La Sicilia rimane il territorio principe in Italia, ma cresce l'interesse in altre aree
(Fonte foto: © StockSnap - Pixabay)
Il pistacchio di Stigliano
Negli ultimi anni si è aperta la possibilità di fare pistacchio anche in Basilicata, allo scopo di creare una produzione di valore alternativa a quella che nell'immaginario collettivo è strettamente legata a Bronte (Ct).Qui però gli impianti sono stati creati per fare una produzione intensiva, anche grazie alla nuova disponibilità di portainnesti più innovativi ed alle nuove conoscenze tecnologiche. La storia ha inizio negli anni '90 quando Innocenzo Colangelo decise d'importare piante di pistacchio della varietà Aegina dalla Grecia, convinto di poter fare un pistacchieto in Basilicata. Il fervore di Colangelo fu contagioso, trasferendo la passione al cugino Vincenzo Maria Ricciuti. Decisero così assieme di convertire alcuni terreni (dedicati ad olivo, grano duro ed ortaggi vari) proprio al pistacchio.

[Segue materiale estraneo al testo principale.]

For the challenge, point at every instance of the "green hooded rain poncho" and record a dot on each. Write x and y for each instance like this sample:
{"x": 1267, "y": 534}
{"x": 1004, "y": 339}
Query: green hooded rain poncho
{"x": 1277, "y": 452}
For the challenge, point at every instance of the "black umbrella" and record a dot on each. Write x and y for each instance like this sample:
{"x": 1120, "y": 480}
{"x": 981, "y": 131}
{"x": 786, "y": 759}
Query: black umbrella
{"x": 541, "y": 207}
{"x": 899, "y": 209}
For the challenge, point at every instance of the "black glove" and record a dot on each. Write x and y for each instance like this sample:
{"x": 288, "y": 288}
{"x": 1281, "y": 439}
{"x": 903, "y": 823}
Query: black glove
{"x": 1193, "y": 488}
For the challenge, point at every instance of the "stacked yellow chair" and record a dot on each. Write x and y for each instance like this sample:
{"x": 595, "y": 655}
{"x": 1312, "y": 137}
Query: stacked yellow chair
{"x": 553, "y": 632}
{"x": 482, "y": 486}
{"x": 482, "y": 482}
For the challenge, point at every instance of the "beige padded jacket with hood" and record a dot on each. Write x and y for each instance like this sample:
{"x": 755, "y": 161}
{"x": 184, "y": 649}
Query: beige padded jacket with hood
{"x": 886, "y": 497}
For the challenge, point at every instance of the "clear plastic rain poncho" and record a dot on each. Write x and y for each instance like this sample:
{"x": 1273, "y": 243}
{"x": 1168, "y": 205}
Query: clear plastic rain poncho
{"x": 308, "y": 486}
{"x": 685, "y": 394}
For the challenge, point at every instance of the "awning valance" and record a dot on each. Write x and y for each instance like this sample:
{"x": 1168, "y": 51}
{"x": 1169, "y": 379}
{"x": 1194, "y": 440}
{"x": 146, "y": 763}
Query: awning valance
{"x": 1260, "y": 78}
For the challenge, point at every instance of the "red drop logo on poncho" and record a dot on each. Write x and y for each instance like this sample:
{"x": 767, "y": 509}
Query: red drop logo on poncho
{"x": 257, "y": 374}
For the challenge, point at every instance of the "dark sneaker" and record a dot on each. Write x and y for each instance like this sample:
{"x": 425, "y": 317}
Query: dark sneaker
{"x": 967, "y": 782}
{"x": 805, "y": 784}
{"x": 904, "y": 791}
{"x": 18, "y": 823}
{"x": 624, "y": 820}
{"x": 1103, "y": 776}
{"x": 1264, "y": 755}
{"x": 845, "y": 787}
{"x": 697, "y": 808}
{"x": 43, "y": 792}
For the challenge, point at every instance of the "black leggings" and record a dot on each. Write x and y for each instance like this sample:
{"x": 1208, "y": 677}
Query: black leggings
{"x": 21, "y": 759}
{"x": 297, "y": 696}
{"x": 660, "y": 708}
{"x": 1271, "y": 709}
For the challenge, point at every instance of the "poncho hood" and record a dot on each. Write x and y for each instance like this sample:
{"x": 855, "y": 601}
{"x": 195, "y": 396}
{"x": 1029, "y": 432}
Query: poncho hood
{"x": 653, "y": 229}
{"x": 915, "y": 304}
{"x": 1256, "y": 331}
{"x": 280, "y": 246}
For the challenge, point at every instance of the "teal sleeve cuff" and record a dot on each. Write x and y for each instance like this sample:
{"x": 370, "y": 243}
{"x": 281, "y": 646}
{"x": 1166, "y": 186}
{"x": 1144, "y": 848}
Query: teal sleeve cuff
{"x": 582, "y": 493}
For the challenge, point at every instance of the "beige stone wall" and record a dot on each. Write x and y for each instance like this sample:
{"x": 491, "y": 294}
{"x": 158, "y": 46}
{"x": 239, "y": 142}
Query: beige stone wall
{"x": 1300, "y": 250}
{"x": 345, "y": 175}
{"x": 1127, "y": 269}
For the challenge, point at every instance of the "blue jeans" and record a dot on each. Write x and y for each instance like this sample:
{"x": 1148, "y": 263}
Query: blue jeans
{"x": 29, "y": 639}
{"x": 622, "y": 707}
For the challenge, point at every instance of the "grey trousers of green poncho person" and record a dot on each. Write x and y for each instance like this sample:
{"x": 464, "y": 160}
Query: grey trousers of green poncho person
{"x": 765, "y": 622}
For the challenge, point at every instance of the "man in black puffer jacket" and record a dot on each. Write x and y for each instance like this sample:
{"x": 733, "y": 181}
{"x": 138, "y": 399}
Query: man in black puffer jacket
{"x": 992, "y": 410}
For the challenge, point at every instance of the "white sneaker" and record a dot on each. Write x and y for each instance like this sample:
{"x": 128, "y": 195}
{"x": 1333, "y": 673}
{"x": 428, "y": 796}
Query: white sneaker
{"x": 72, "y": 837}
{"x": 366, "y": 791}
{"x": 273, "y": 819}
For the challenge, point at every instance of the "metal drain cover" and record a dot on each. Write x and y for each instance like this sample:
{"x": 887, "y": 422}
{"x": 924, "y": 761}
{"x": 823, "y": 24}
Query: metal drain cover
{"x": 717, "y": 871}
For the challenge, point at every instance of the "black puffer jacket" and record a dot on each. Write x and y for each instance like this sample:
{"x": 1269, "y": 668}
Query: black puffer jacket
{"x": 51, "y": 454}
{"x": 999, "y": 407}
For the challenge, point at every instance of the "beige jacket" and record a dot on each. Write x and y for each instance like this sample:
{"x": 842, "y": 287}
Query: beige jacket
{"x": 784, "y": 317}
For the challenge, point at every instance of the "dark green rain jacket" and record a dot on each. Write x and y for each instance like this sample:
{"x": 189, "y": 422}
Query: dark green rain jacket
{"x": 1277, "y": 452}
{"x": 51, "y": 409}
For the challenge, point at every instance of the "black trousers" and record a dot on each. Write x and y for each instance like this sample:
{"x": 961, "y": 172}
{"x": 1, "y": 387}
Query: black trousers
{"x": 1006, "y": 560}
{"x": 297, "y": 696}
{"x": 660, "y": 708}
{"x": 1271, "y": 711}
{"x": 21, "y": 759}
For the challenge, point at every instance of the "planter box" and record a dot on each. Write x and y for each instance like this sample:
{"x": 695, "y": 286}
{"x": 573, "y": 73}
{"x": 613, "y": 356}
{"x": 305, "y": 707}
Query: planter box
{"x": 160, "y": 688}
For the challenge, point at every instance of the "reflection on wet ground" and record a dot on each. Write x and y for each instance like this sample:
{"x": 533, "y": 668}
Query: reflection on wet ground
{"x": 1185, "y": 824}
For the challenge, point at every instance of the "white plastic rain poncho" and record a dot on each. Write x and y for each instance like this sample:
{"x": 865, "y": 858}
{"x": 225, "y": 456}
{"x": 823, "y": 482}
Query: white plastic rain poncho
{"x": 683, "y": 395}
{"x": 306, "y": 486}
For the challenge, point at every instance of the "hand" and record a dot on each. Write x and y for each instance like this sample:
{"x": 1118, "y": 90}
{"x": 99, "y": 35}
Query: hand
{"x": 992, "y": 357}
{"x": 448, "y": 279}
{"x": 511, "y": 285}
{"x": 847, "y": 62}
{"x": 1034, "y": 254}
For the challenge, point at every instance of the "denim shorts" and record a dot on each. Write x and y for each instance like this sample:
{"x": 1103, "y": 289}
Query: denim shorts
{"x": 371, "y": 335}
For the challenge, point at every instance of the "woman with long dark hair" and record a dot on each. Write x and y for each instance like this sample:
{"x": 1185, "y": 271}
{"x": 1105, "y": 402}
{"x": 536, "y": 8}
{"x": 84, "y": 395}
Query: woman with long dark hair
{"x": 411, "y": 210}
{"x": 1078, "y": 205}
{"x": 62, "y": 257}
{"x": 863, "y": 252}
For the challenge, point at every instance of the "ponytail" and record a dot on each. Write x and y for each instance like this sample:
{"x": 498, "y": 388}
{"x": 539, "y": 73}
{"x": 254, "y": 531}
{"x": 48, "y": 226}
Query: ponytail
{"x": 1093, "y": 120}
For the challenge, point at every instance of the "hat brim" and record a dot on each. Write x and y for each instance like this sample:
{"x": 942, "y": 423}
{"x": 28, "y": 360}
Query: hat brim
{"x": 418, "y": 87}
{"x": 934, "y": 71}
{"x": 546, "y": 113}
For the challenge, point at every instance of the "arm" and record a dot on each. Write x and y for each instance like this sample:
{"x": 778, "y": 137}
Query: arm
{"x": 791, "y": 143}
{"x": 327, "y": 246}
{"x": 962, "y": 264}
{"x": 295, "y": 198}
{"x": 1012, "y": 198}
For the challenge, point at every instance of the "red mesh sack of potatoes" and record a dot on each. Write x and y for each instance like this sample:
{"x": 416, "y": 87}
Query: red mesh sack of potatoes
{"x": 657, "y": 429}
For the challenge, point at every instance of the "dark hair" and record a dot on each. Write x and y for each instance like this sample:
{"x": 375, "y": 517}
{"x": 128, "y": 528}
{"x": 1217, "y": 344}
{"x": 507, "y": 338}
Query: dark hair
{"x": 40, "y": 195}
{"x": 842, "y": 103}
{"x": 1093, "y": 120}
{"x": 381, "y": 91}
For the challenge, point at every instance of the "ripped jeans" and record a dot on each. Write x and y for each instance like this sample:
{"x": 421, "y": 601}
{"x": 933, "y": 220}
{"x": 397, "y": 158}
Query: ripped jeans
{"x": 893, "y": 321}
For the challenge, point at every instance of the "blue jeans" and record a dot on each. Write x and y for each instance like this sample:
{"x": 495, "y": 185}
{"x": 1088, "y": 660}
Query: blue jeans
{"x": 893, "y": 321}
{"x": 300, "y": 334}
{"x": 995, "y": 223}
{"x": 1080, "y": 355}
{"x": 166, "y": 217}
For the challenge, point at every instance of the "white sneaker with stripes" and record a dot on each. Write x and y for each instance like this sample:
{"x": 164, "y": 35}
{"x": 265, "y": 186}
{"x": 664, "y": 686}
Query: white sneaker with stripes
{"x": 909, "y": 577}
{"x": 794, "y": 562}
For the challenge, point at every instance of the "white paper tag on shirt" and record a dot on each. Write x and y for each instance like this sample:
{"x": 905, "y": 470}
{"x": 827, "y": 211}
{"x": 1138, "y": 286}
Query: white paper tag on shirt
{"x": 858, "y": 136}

"Nel 1992 vennero impiantati i primi 5 ettari di pistacchio nell'area di Stigliano - spiega Vincenzo Maria Ricciuti, proprietario dell'omonima azienda agricola -. Una prima produzione si raggiunse dopo 5-6 anni. Oggi questi ettari sono in piena produzione: quantità complessiva nel 2017 di circa 150 quintali. A questa superficie negli anni sono stati aggiunti altri ettari per un valore complessivo di 30 ettari (di cui 12 in 'piena' produzione). Questa è la più vasta coltivazione di pistacchi a filari dell'intero paese e tra le più grandi d'Europa. Si tratta d'impianti con sesti regolari dove è possibile intervenire regolarmente con tecniche e pratiche meccaniche e con adeguati sistemi irrigui, a differenza di quanto avviene nell'areale di Bronte. Questa meccanizzazione ci ha permesso anche di migliorare l'impatto dei costi di produzione. Grazie al connubio tra innovazione e tradizione il pistacchio di Stigliano è diventato riconoscibile ed apprezzato dal consumatore: un vero e proprio brand da spendere in tutto il mondo.
Destiniamo principalmente i nostri pistacchi all'industria di trasformazione, alle pasticcerie ed a chi vuole fare una gastronomia di qualità. Il nostro prodotto è al 100% naturale visto che abbiamo scelto l'uso del solo freddo per effettuare la conservazione dopo la raccolta e di non usare fumigazioni e prodotti chimici per eseguire la difesa delle piante. Inoltre proprio grazie ad adeguate tecniche agronomiche ed alla gestione a filare siamo in grado di limitare la problematica dell'alternanza di produzione".